The “math” service professions can be judged with a prescribed method for determining if the service was done correctly. What I mean by this is that a checklist can be made of what needs to be accomplished, and when the checklist is complete the work is done. When an electrician does the wiring for a new light fixture the success of that service can be deemed complete when the light fixture operates correctly and when the building hasn’t burned down to the ground. The same goes for an accountant, a painter, or even a car mechanic.
I don’t want to come across like the work done by these professionals doesn’t mean anything. The service they provide can be invaluable, but at the same time their scope of work can be defined in narrow terms and their success can easily be measured in terms of function.
For the electrician their scope of work can be defined by which light fixture needs to be installed, and if the house burns down because of their wiring then their work is considered an absolute failure. Likewise with the accountant – balance the books and make sure the numbers add up. If the numbers do add up then it’s a success; if they don’t it’s a failure. The car mechanic is also limited to fixing what is broken and having his or her success based on the car running properly or not. There isn’t a gray area.
The “art” service professions are defined by providing a solution to a problem that can be solved a million different ways. The problems faced by the “art” service professionals lack the narrow definition of what is right and what is wrong, and instead composes of a vast gray area where solutions that are at opposite ends of the spectrum can be considered the correct solution.

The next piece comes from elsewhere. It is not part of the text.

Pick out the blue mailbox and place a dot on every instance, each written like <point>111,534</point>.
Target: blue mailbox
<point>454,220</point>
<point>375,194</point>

Determining how the solution is defined can be just as complicated. The solution for the “art” service professions invoke feeling and emotion. Solutions provided by architects, graphic designers, and car designers include both function and form. Each of these professions can be judged right or wrong by measuring the solution against its function (does the building meet building codes?), but when the function is met it’s the form that invokes feeling and passion that then determines what the client deems the correct solution.

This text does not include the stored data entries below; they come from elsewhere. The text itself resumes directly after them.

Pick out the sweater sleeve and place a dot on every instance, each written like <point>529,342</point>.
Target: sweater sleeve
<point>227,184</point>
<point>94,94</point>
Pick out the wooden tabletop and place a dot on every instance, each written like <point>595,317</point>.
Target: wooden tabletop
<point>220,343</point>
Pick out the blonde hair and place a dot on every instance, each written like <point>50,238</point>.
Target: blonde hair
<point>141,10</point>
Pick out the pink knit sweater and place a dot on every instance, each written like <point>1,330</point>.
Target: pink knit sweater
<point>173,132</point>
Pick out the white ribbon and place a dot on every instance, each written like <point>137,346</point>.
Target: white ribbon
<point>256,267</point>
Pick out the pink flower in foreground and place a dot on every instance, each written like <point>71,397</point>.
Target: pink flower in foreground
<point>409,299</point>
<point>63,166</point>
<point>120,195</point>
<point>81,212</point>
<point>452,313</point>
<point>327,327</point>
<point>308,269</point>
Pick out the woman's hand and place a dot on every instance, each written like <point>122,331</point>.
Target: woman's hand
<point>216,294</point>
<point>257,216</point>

Another difference between the “math” and the “art” is the concept of being viewed as a commodity, meaning that a determining factor for selecting the right choice is based on price. Because the “math” service professions are judged by function (the tangible) a customer can select two professionals who have the ability to complete the task based on price. Reputation and experience can be deciding factors as well, but price in more cases than not can decide who is awarded the project.
Price becomes a difficult decider when it comes to selecting someone who deals with the function and the form (the intangible), but of course it has been used as a decider. Selecting an architect based on price will get you a strip mall – a pseudo permanent building (their typically torn down within twenty years) that meets the clients program and is designed purely on the function of the space, and the form is an exact copy of the prevailing architectural fashion.
The proper method for deciding on an “art” service professional includes personal interviews for the purpose of determining if the personalities can work together, and to build confidence for a selection process that takes a great leap of faith. It involves the client’s brain and heart. It takes trust and a belief that the client’s needs and expectations will not only be met but will be exceeded. The “art” service professions have the insight to fuse the tangible with the intangible for the purpose of creating something that works and inspires.
So to go back to the original question – is architecture a service industry? Yes. But is architecture a commodity? It shouldn’t be.